RpcCallerEndpoint.health() and RpcResponderEndpoint.health() return RpcEndpointHealth, a composite structure that includes:

  • endpointStatus: overall status of the endpoint lifecycle (active, degraded, closed, etc.).
  • dependencies: map of component names (usually transports) to their RpcHealthStatus.
  • transportStatus: convenience getter exposing the primary transport.
  • timestamp: when the snapshot was generated.
final report = await callerEndpoint.health();
if (!report.isHealthy) {
final transport = report.transportStatus;
logger.warning('Caller degraded: ${transport?.message}', data: transport?.details);
}

Call reconnect() to delegate recovery to the transport. Transports that support automatic reconnection return RpcHealthStatus.reconnecting until the link is stable again.

RpcCallerEndpoint.ping() performs a round-trip check using the built-in system service _rpc.System/Ping.

final result = await callerEndpoint.ping(timeout: const Duration(seconds: 1));
print('RTT: ${result.roundTrip.inMilliseconds} ms');
print('Responder: ${result.responderDebugLabel}');

The result includes:

  • roundTrip: measured latency.
  • responderTimestamp: when the responder processed the ping.
  • responderDebugLabel and responderTransportType: diagnostic headers supplied by the responder endpoint.
  • responseHeaders: raw metadata for custom analysis.

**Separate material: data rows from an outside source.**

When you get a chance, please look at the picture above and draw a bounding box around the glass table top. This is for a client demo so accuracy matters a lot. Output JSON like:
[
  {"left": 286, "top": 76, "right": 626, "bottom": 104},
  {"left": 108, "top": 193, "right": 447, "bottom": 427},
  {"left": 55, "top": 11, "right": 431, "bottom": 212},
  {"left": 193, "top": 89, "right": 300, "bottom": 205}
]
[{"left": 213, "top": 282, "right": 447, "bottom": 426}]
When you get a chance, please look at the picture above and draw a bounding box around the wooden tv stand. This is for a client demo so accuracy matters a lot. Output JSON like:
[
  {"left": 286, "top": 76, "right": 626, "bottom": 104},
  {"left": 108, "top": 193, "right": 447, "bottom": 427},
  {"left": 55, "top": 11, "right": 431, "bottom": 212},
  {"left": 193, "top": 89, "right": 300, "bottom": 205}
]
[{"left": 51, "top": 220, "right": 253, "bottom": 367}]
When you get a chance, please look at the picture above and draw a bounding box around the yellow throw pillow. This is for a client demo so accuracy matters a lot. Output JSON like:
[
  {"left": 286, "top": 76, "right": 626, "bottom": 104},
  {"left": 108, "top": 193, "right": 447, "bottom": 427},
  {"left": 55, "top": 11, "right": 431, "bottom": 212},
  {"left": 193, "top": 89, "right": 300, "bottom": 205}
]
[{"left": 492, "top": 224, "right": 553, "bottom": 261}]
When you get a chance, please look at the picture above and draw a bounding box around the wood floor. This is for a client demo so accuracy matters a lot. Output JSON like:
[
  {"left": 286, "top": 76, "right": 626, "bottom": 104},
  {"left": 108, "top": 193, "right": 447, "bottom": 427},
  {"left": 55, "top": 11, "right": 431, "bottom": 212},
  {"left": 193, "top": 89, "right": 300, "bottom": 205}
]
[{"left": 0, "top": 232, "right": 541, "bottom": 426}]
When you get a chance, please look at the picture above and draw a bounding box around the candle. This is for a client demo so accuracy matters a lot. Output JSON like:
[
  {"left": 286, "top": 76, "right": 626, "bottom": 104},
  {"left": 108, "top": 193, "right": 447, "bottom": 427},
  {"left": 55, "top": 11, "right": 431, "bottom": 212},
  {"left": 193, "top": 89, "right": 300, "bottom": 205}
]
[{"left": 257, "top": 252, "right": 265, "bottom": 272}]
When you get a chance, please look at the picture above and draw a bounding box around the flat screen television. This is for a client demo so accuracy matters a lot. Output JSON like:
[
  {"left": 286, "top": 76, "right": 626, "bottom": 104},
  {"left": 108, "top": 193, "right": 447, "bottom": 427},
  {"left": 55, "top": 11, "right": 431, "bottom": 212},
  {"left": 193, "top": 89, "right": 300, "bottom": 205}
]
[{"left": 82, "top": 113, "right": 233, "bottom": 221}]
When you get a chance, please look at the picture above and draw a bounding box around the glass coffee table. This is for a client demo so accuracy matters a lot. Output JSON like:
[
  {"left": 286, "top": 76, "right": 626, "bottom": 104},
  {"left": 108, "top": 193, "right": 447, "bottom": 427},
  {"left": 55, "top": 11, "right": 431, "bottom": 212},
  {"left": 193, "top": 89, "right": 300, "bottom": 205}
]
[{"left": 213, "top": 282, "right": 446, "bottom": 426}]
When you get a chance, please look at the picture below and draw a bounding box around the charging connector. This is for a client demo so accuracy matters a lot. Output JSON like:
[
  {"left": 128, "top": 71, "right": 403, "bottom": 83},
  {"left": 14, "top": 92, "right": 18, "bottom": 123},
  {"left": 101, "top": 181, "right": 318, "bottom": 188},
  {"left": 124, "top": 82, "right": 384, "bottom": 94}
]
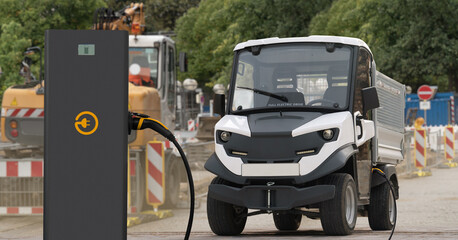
[{"left": 129, "top": 112, "right": 194, "bottom": 240}]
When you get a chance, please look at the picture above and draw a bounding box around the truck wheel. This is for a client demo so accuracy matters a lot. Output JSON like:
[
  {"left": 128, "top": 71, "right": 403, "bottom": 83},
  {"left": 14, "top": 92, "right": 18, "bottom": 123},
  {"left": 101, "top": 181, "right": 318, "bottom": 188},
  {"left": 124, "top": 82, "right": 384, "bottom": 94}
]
[
  {"left": 273, "top": 211, "right": 302, "bottom": 230},
  {"left": 368, "top": 181, "right": 395, "bottom": 230},
  {"left": 319, "top": 173, "right": 357, "bottom": 235},
  {"left": 207, "top": 177, "right": 247, "bottom": 235},
  {"left": 163, "top": 156, "right": 181, "bottom": 208}
]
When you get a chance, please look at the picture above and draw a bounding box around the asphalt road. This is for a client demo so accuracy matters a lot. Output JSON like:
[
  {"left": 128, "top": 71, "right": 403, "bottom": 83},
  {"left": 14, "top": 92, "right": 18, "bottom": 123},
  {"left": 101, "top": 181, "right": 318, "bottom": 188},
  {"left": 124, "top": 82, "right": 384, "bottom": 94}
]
[{"left": 1, "top": 166, "right": 458, "bottom": 239}]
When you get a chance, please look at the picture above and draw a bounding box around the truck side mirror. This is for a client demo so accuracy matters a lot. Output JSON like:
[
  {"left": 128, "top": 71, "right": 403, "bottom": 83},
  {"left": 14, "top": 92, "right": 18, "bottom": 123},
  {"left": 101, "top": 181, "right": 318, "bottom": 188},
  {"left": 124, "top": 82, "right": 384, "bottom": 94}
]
[
  {"left": 362, "top": 86, "right": 379, "bottom": 115},
  {"left": 213, "top": 94, "right": 225, "bottom": 117},
  {"left": 179, "top": 52, "right": 188, "bottom": 72}
]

Ping uses the same transport pipeline as regular calls, so you can detect routing issues, TLS problems, or degraded links in real time.

RpcLogger is a pluggable logging facade with structured metadata support. Each endpoint exposes a logger and you can create child loggers for subcomponents.

final logger = RpcLogger('BillingService');
logger.info('Responder started', data: responder.collectEndpointMetrics());

Customise logging globally:

RpcLogger.setDefaultMinLogLevel(RpcLoggerLevel.debug);
RpcLogger.setLoggerFactory((name, {colors, label, context}) {
return MyJsonLogger(name, label: label, context: context);
});

Per-message calls accept contextual data, trace IDs, and request IDs so you can ship logs to observability pipelines without losing correlation.

Use RpcLoggerColors to differentiate client and server logs in the terminal:

final callerLogger = RpcLogger(
'CheckoutCaller',
colors: const RpcLoggerColors.bright(),
);
callerLogger.debug('Prepared context', data: context.headers);

Formatters and filters let you integrate with any logging backend. Implement IRpcLoggerFormatter to change the output structure or IRpcLoggerFilter to suppress noisy categories.

Every IRpcTransport implements health() and reconnect(), so you can gather per-transport metrics even when multiple transports are routed together via RpcTransportRouter. Health details expose flags such as supportsZeroCopy, activeStreams, and isClosed—perfect for exporting to Prometheus or custom metrics collectors.

Combine these tools to build dashboards, trigger alerts, and keep latency under control as your system grows.